Get your financial house in order. Here's how to pare, organize and shred your piles of documents. It's easy, smart and cathartic.
Spring, with new life popping up everywhere, is the source of many an impulse to start afresh. The spring cleaning tradition reaches back a long way, as Country Magazine’s readers’ tales of spring cleaning with their families attest. Apply the tradition to the mess of files and financial records — paper and virtual — that have piled up in your life.
Here’s how to get going:
1. Set a goal
A project like spring cleaning can eat you alive, unless you set some limits. Decide what you want to accomplish.

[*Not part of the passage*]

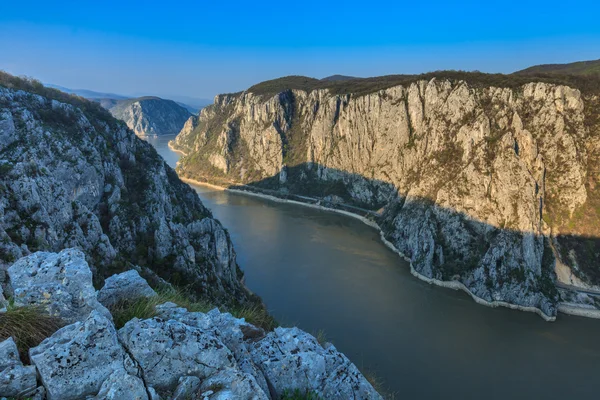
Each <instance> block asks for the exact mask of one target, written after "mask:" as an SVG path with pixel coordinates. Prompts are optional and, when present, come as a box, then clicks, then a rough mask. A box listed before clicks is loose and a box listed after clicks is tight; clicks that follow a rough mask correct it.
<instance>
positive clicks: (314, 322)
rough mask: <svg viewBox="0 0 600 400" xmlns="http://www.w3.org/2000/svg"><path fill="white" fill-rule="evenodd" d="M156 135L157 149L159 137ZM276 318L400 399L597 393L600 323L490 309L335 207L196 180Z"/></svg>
mask: <svg viewBox="0 0 600 400" xmlns="http://www.w3.org/2000/svg"><path fill="white" fill-rule="evenodd" d="M166 143H167V141H165V142H164V144H163V145H161V144H160V143H158V144H157V145H156V147H157V149H158V151H159V153H160V154H161V155H163V156H164V155H169V154H173V153H170V150H169V149H168V147H167V146H166ZM195 188H196V189H197V191H198V192H199V195H200V197H201V198H202V201H203V202H204V204H205V205H207V206H208V207H209V208H211V209H212V211H213V213H214V214H215V216H216V217H217V218H219V219H220V220H221V222H222V223H223V225H224V226H226V227H227V228H228V230H229V232H230V234H231V236H232V239H233V241H234V244H235V246H236V250H237V253H238V261H239V264H240V265H241V266H242V268H243V269H244V271H245V273H246V278H247V284H248V286H249V287H250V288H251V289H252V290H253V291H255V292H256V293H258V294H259V295H260V296H261V297H262V298H263V299H264V301H265V303H266V304H267V306H268V307H269V309H270V310H271V311H272V313H273V314H274V315H275V316H276V318H278V319H279V320H280V321H283V322H285V323H293V324H297V325H299V326H300V327H301V328H302V329H304V330H306V331H309V332H317V331H318V330H320V329H324V330H325V332H326V333H327V336H328V338H329V339H330V340H332V341H333V343H334V344H335V345H336V347H338V349H340V350H341V351H343V352H344V353H345V354H346V355H347V356H348V357H349V358H350V359H351V360H352V361H353V362H355V363H356V364H357V365H358V366H359V367H364V368H365V369H372V370H374V371H375V372H376V373H377V374H378V375H379V376H380V377H382V378H383V379H384V380H385V381H386V383H387V385H388V387H389V388H390V389H391V390H392V391H395V392H397V393H398V396H397V398H404V397H406V398H415V399H433V398H450V399H475V398H477V399H479V398H488V399H506V398H512V399H521V398H522V399H525V398H549V399H559V398H560V399H564V398H575V397H584V396H585V397H588V398H595V397H596V396H597V393H598V391H600V381H599V380H598V379H597V377H598V373H599V372H600V339H599V338H600V321H597V320H589V319H584V318H577V317H570V316H564V315H559V317H558V321H557V323H546V322H544V321H543V320H541V319H540V318H539V317H538V316H536V315H534V314H531V313H521V312H515V311H512V310H507V309H490V308H487V307H482V306H479V305H477V304H475V303H474V302H473V301H472V300H471V299H470V297H468V296H467V295H466V294H463V293H461V292H455V291H452V290H448V289H443V288H438V287H435V286H430V285H428V284H426V283H424V282H422V281H420V280H417V279H415V278H414V277H413V276H412V275H411V274H410V272H409V268H408V265H407V263H406V262H404V261H403V260H401V259H400V258H399V257H398V256H397V255H396V254H394V253H393V252H392V251H390V250H389V249H388V248H387V247H385V246H384V245H383V244H382V243H381V241H380V239H379V235H378V233H377V232H376V231H375V230H374V229H372V228H370V227H368V226H366V225H365V224H363V223H361V222H360V221H357V220H354V219H351V218H347V217H344V216H341V215H338V214H334V213H330V212H323V211H318V210H314V209H310V208H306V207H300V206H294V205H290V204H281V203H275V202H271V201H268V200H263V199H258V198H252V197H248V196H244V195H238V194H234V193H228V192H222V191H214V190H212V189H208V188H206V187H200V186H197V187H195Z"/></svg>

You can always return to the job next week or next year, so make it manageable. Some ideas:
- Clear out two years’ worth of old tax documents.

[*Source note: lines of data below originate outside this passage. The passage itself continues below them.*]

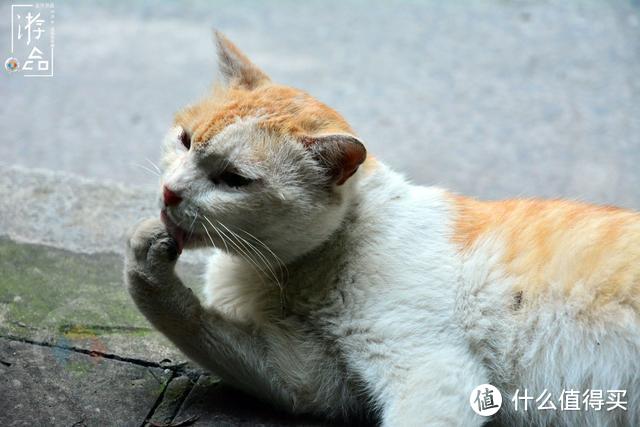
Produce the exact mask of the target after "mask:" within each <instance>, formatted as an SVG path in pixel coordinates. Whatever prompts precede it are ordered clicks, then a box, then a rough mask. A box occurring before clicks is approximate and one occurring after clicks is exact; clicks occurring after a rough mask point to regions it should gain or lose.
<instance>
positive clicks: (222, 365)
mask: <svg viewBox="0 0 640 427" xmlns="http://www.w3.org/2000/svg"><path fill="white" fill-rule="evenodd" d="M177 257H178V253H177V247H176V242H175V240H174V239H173V238H172V237H171V236H170V235H169V234H168V233H167V231H166V229H165V226H164V225H163V224H162V223H161V222H160V221H158V220H154V219H152V220H146V221H143V222H142V223H140V224H139V225H138V226H137V228H136V229H135V231H134V232H133V233H132V234H131V237H130V238H129V239H128V242H127V255H126V266H125V281H126V283H127V286H128V289H129V292H130V293H131V296H132V297H133V299H134V301H135V303H136V305H137V306H138V308H139V309H140V310H141V311H142V313H143V314H144V315H145V316H146V317H147V319H149V321H150V322H151V323H152V324H153V325H154V326H155V327H156V328H157V329H158V330H160V331H161V332H162V333H164V334H165V335H166V336H167V337H168V338H169V339H170V340H171V341H172V342H174V343H175V344H176V345H177V346H178V347H179V348H180V350H182V351H183V352H184V353H185V354H186V355H187V356H188V357H189V358H191V359H192V360H194V361H195V362H196V363H198V364H200V365H201V366H203V367H204V368H206V369H209V370H211V371H212V372H215V373H216V374H218V375H219V376H221V377H222V378H223V379H224V380H226V381H228V382H229V383H231V384H232V385H234V386H236V387H238V388H240V389H243V390H245V391H247V392H249V393H252V394H254V395H258V396H260V397H262V398H265V399H268V400H271V401H272V402H274V403H277V404H279V405H281V406H283V407H285V408H287V409H289V410H293V411H309V410H312V411H313V409H316V408H311V407H309V405H307V403H308V402H310V401H314V400H316V398H317V396H307V395H306V394H305V393H303V392H301V391H300V390H302V389H305V390H309V389H311V390H312V389H314V387H313V386H312V384H310V383H312V382H313V381H314V380H315V379H316V378H317V377H318V376H319V375H318V373H319V371H322V370H325V371H326V372H324V373H325V374H326V375H327V376H332V375H333V376H336V374H335V373H334V372H330V369H331V368H330V367H327V366H321V367H319V366H317V364H315V365H311V363H312V362H311V361H312V360H318V358H317V357H313V353H314V352H318V351H320V348H321V346H319V345H317V344H314V343H313V342H312V340H309V339H306V338H305V337H304V336H301V333H299V332H298V331H296V330H295V328H294V327H293V326H292V327H291V329H286V328H285V327H283V326H278V327H275V326H274V325H262V326H260V327H257V326H256V325H247V324H241V323H238V322H234V321H231V320H228V319H226V318H225V317H223V316H222V315H221V314H220V313H218V312H216V311H215V310H211V309H209V308H204V307H203V306H202V305H201V304H200V301H199V300H198V298H197V297H196V296H195V295H194V294H193V292H192V291H191V289H189V288H187V287H185V286H184V285H183V284H182V282H181V280H180V279H179V278H178V276H177V275H176V273H175V270H174V267H175V263H176V260H177ZM314 372H315V374H314ZM331 393H333V394H334V395H337V394H339V393H337V392H336V390H328V394H329V395H330V394H331ZM330 400H331V399H325V401H326V404H327V405H329V404H331V403H330V402H329V401H330ZM338 404H339V403H338Z"/></svg>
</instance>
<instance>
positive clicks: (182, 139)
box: [180, 129, 191, 150]
mask: <svg viewBox="0 0 640 427" xmlns="http://www.w3.org/2000/svg"><path fill="white" fill-rule="evenodd" d="M180 143H181V144H182V145H183V146H184V148H186V149H187V150H188V149H189V148H191V135H189V132H187V131H186V130H184V129H182V132H180Z"/></svg>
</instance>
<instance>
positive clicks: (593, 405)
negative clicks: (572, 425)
mask: <svg viewBox="0 0 640 427" xmlns="http://www.w3.org/2000/svg"><path fill="white" fill-rule="evenodd" d="M535 396H536V395H535V394H533V395H532V394H529V390H527V389H526V388H525V389H524V390H520V389H517V390H516V391H515V393H514V394H513V397H512V398H511V401H512V402H513V409H514V410H515V411H529V410H530V409H532V408H535V409H536V410H538V411H556V410H559V411H561V412H564V411H601V410H606V411H613V410H620V411H626V410H627V399H626V396H627V390H619V389H613V390H602V389H587V390H585V391H581V390H576V389H569V390H566V389H563V390H562V391H561V392H560V393H559V394H556V396H557V399H554V397H553V395H552V394H551V392H549V391H548V390H547V389H544V390H543V391H542V393H540V394H539V395H538V397H535ZM534 399H535V403H536V404H535V406H534V403H533V400H534ZM554 400H555V401H556V402H558V403H557V404H556V403H554Z"/></svg>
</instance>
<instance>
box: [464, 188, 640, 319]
mask: <svg viewBox="0 0 640 427" xmlns="http://www.w3.org/2000/svg"><path fill="white" fill-rule="evenodd" d="M453 201H454V205H455V208H456V213H457V219H456V224H455V231H454V235H453V240H454V242H455V243H456V244H458V245H459V248H460V250H461V252H463V253H467V254H468V253H469V252H471V251H473V250H474V249H476V248H477V247H478V246H480V245H481V243H488V244H491V241H492V239H495V241H496V242H497V243H499V244H500V245H501V246H503V247H504V254H503V258H502V262H501V267H503V268H504V271H505V272H506V273H507V274H509V275H510V276H511V277H512V278H515V284H514V292H523V294H524V298H525V300H526V299H528V298H529V299H530V298H532V297H538V296H541V295H544V294H546V293H548V291H551V290H554V291H559V293H560V294H562V295H572V296H574V297H576V296H578V297H581V298H583V300H584V301H588V304H590V305H598V306H599V305H602V304H605V303H607V302H611V301H613V300H615V301H617V302H619V303H627V304H631V305H632V306H633V307H634V308H635V309H636V310H638V312H640V214H638V213H635V212H632V211H628V210H625V209H621V208H616V207H611V206H595V205H589V204H586V203H578V202H569V201H561V200H506V201H497V202H481V201H477V200H474V199H470V198H465V197H460V196H453Z"/></svg>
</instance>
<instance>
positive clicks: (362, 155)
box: [302, 134, 367, 185]
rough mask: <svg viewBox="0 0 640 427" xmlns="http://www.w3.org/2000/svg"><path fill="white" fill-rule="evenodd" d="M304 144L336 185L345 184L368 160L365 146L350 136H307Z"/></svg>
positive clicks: (303, 143)
mask: <svg viewBox="0 0 640 427" xmlns="http://www.w3.org/2000/svg"><path fill="white" fill-rule="evenodd" d="M302 143H303V144H304V145H305V147H307V149H308V150H309V151H311V153H312V154H313V156H314V157H315V158H316V159H317V160H318V161H319V162H320V163H321V164H322V165H323V166H324V167H325V168H326V169H327V171H328V172H329V174H330V175H331V177H332V178H333V180H334V182H335V183H336V185H342V184H344V183H345V182H346V181H347V179H349V178H350V177H351V176H352V175H353V174H354V173H356V171H357V170H358V167H360V165H361V164H362V162H364V160H365V159H366V158H367V150H366V149H365V148H364V144H363V143H362V142H361V141H360V140H359V139H358V138H356V137H355V136H352V135H348V134H330V135H320V136H310V137H307V136H305V137H303V138H302Z"/></svg>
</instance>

- Sort through one or two boxes of old papers or file cabinet drawers.
- Clean out the closet that’s stuffed with old papers.
2. Know how long to keep paperwork
Don’t get carried away and toss absolutely everything. Here’s what to keep, and for how long:
Copies of your tax returns. Keep these forever. “They help in preparing future tax returns and making computations if you file an amended return,” the IRS says. Also, old tax returns offer proof, should you ever need it, that you filed taxes in those years.

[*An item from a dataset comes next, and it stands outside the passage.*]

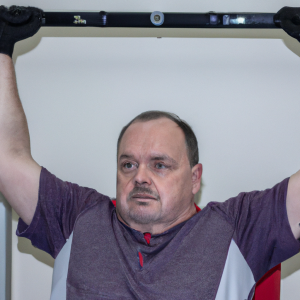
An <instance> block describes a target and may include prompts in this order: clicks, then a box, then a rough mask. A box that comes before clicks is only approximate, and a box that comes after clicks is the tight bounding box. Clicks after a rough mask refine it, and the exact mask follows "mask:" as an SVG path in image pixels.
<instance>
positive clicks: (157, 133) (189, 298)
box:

Supporting tax documents and receipts. The IRS recommends that you keep supporting documents for as long as you can be audited or held responsible for the filings. Here are a few rules of thumb:
- The IRS says it generally audits taxes back three years, so keep records supporting deductions at least three years after a return was due or filed. However, the IRS also says, “Generally, if a substantial error is identified, the IRS will not go back more than the last six years.” So you may want to hold onto records for six years to be sure you’re covered.
- Keep payroll tax records six years.
- If you filed a fraudulent tax return, you’re on the hook forever, so hold onto supporting documents.
- If you failed to report income worth more than 25 percent of the gross amount you reported, you’re liable to the IRS for six years.
Documents to support an insurance claim. To help substantiate a claim should you ever need to make one, ask your home-, rental- or auto-insurance companies or agents which documents you should keep and how long to hold them.
3. Discard papers if you have stored electronic copies
Before tossing documents, check with banks and financial services companies, including your 401(k) provider, to learn how long they retain electronic copies of your records.
4. Back up
Download electronic copies of bank and insurance records and other important documents to your computer and back them up onto a separate hard drive or cloud storage.
5. Back up your backups
It’s smart to have backups for your backups. Use a second hard drive or buy a subscription to an always-on backup service that constantly copies your entire computer’s contents to a secure cloud storage for a minimal fee.
The Wirecutter’s review of backup plans recommends Crashplan first and Backblaze second. “Both allow for unlimited storage of one or more computers for roughly $4-5 a month, depending upon how far in advance you pay,” the article says.
For more on backups and paring back files on your personal devices, read 5 Steps to Spring Clean Your Tech
6. Decide what to shred
Toss instruction manuals for things you no longer own, utility bills, receipts, reconciled bank statements, canceled checks, old newspapers and correspondence unless it’s really precious.
After refinancing your mortgage you can get rid of most of the paperwork. Keep the entire set of documents from your last refinance. Otherwise, “you only need to keep the closing summary that documents your costs and the paid-in-full letter from the old mortgage,” says Consumer Reports.
7. Buy a scanner and use it daily
Get into the practice of scanning and then shredding documents you want to retain. Organize your computer files so you can easily drop them into the right folders. The Wirecutter recently tested and reviewed portable document scanners.
8. Don’t toss it, shred it
Don’t risk identity theft by throwing personal documents into the trash.
If you don’t have a shredder, or if yours isn’t powerful, safe or easy to use, buy a new crosscut (for best security) shredder. Read Good Housekeeping’s reviews of 25 shredders.
Or, if your shredding is fairly lightweight (a few things a month), take The Wirecutter’s advice — the site tests products before recommending — and buy the $50 AmazonBasics 12-Sheet Cross-Cut Paper/CD/Credit Card Shredder. For harder duty, The Wirecutter prefers Fellowes 100% Jam Proof Shredder, 73Ci 12-Sheet Cross-Cut, which sells for around $150.
Few people are willing to shred years’ worth of documents at home. But if you are one of them, give your shredder frequent rests to prevent overheating and oil the cutting mechanism often or use shredder lubrication sheets. Read the manufacturer’s instructions before testing your shredder’s limits.